Component present in largest amount; dissolves the solute.

Define solute.

Substance present in smaller amount that is dissolved in the solvent.

What is an aqueous solution?

A solution with water as the solvent.

Why are solutions important in chemistry?

Most reactions occur in solution because reactants can move and collide freely.

Differentiate between dilute and concentrated solutions.

Dilute = low solute/solvent ratio; concentrated = high ratio.

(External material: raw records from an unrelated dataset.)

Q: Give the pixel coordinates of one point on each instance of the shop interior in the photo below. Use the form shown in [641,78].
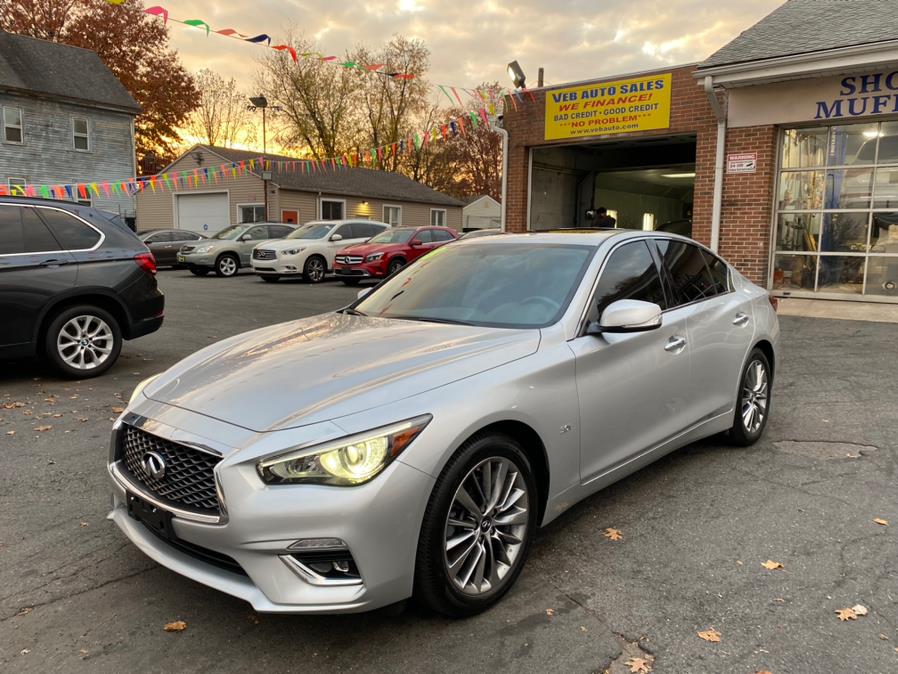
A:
[644,184]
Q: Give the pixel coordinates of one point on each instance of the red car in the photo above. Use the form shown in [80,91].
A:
[388,252]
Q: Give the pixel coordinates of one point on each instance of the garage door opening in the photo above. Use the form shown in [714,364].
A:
[644,184]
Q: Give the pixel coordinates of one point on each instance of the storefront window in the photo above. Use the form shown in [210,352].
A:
[837,211]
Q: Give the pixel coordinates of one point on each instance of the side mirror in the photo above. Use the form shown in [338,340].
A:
[627,316]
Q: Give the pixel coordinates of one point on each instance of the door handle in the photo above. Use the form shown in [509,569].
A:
[675,344]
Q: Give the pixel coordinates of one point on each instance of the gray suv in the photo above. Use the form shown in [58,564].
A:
[228,250]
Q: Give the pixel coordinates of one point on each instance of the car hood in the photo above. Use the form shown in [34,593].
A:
[329,366]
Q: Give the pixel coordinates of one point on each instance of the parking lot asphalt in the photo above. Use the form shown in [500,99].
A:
[76,596]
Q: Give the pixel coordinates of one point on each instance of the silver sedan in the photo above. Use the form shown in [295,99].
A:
[410,443]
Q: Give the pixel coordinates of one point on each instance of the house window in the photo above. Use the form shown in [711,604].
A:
[393,215]
[12,125]
[437,217]
[80,135]
[332,209]
[251,213]
[16,186]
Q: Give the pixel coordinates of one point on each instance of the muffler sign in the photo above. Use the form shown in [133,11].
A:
[622,106]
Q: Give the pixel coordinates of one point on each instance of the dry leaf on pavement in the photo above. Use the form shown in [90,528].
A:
[846,614]
[639,665]
[612,534]
[710,634]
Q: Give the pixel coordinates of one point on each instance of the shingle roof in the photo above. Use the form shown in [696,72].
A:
[807,26]
[60,71]
[360,182]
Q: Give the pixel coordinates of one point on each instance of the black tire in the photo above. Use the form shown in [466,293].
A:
[746,430]
[315,269]
[433,585]
[227,265]
[68,320]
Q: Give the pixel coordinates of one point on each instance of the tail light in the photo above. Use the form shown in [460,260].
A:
[146,261]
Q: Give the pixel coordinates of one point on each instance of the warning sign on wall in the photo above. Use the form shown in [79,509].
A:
[745,162]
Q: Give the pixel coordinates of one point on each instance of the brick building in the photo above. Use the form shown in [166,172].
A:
[780,151]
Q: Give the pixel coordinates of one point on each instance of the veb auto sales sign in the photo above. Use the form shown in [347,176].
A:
[621,106]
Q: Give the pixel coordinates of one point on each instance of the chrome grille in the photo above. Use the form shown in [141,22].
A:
[189,478]
[349,259]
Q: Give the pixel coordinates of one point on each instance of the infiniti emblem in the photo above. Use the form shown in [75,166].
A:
[153,464]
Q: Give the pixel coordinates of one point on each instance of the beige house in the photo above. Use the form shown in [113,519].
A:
[293,197]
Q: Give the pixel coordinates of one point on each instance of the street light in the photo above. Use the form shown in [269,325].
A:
[516,74]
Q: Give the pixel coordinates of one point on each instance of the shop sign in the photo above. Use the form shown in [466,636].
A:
[743,162]
[621,106]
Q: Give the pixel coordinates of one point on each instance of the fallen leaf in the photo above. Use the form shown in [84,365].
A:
[639,665]
[710,634]
[846,614]
[612,534]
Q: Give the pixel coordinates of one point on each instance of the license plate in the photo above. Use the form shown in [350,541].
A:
[153,518]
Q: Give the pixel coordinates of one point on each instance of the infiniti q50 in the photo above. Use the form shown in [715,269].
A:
[410,443]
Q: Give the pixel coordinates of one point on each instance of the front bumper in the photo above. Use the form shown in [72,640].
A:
[379,522]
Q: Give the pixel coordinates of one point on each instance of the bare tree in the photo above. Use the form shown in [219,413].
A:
[222,117]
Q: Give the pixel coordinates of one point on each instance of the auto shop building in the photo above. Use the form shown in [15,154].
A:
[780,151]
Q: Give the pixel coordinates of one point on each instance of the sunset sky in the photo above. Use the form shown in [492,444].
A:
[471,42]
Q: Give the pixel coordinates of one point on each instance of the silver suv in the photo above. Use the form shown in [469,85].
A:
[231,248]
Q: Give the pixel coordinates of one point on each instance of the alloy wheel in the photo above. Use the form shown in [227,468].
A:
[85,342]
[754,396]
[486,525]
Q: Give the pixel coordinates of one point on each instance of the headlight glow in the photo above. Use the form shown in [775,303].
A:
[345,462]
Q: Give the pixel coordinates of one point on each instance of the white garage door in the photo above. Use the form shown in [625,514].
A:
[205,213]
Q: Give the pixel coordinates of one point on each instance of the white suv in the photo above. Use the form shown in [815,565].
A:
[310,249]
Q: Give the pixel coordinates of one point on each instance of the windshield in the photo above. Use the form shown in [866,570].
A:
[526,285]
[229,233]
[393,236]
[311,231]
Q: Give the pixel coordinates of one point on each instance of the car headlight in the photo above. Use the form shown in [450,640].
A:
[140,387]
[344,462]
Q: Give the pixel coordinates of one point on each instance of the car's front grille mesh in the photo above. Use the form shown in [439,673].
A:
[189,477]
[263,254]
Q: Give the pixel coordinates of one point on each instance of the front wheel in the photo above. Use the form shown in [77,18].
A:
[753,403]
[477,527]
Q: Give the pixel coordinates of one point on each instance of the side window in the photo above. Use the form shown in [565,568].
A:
[688,273]
[630,274]
[720,273]
[71,233]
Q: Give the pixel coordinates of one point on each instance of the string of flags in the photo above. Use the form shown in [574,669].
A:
[461,124]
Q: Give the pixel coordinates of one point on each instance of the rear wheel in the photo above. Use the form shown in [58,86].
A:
[314,269]
[477,527]
[753,403]
[227,265]
[83,341]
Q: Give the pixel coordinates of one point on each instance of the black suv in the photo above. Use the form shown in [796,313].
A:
[73,285]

Which has more solute: 0.1 M or 1.0 M NaCl?

1.0 M.

Define molarity (M).

M = mol solute / L solution.

Example 0.100 M NaCl.

0.100 mol NaCl in 1.00 L solution.

How does molarity act as a conversion factor?

mol = M × V; V = mol / M.

Example 11.5 g NaOH in 1.50 L.

0.2875 mol / 1.50 L = 0.192 M.

Example needed mL of 0.250 M NaCl for 0.100 mol.

0.400 L = 400 mL.

Why is molarity useful?

Relates moles of solute to volume for stoichiometric calculations.

Steps to prepare a solution of known molarity.

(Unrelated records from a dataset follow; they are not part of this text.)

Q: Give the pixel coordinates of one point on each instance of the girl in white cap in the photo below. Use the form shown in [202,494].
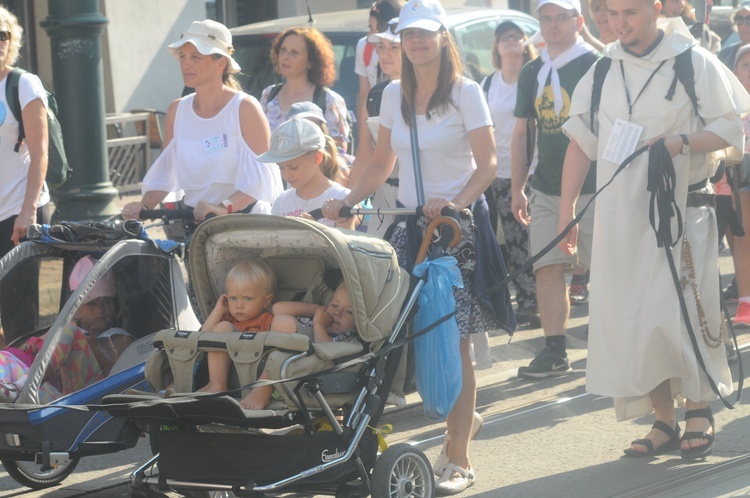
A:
[458,163]
[308,162]
[212,137]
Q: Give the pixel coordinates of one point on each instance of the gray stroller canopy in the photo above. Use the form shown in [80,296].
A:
[376,284]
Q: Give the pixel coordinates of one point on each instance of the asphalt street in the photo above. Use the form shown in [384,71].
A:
[542,438]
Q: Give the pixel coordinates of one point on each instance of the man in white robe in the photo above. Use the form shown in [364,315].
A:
[640,352]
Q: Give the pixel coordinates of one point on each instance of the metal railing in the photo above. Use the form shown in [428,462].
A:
[129,150]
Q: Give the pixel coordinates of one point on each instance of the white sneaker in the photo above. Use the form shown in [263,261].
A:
[442,460]
[396,400]
[451,484]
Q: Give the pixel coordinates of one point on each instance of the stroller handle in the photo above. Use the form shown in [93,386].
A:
[167,214]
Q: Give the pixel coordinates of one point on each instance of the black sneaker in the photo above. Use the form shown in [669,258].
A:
[546,364]
[528,320]
[731,293]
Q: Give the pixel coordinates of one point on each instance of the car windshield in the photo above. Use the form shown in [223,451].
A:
[252,53]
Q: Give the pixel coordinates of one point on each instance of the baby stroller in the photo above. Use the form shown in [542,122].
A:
[320,436]
[41,441]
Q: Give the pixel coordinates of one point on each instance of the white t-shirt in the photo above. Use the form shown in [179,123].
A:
[445,152]
[14,166]
[501,99]
[370,70]
[209,159]
[290,204]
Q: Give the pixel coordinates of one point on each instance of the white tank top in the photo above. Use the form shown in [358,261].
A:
[209,159]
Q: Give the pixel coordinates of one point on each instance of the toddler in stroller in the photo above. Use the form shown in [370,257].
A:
[249,289]
[319,436]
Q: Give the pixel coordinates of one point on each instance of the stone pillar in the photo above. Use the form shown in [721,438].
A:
[75,28]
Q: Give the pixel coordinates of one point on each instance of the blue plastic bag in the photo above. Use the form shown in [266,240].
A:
[437,358]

1 Weigh solute 2 Transfer to flask 3 Add water and dissolve 4 Fill to mark 5 Invert to mix.

Why use a volumetric flask?

Ensures precise final volume and accurate molarity.

Example prepare 250.0 mL 0.100 M Sr(NO₃)₂.

0.0250 mol × 211.63 = 5.29 g.

Why invert flask?

To mix completely for uniform concentration.

What is a dilution?

Lowering solution concentration by adding solvent; moles of solute unchanged.

Give the dilution equation.

M₁ V₁ = M₂ V₂.

Example prepare 1.00 L 2.00 M H₂SO₄ from 16.0 M stock.

V₁ = 0.125 L = 125 mL.

Example 25 mL 6.0 M HCl → 500 mL.

M₂ = 0.30 M.

What stays constant during a dilution?

Number of moles of solute.

What is solution stoichiometry?

Quantitative relationship between volumes, concentrations, and reactant/product amounts in solution reactions.

Steps for solution stoichiometry problems.

Balance eq → convert V→mol → use mole ratios → convert to desired quantity.

Example NaOH neutralizing 25 mL 0.100 M H₂SO₄ using 0.250 M NaOH.

20.0 mL NaOH required.

Why is solution stoichiometry useful?

Enables determining unknown concentrations (titrations) and reactant requirements.

Summarize the relationship among moles, molarity, and volume.

n = M × V.

Key link between Ch 8 and Ch 9.

Ch 8: mass-mole-particle conversions; Ch 9: mole-molarity-volume relationships in solution.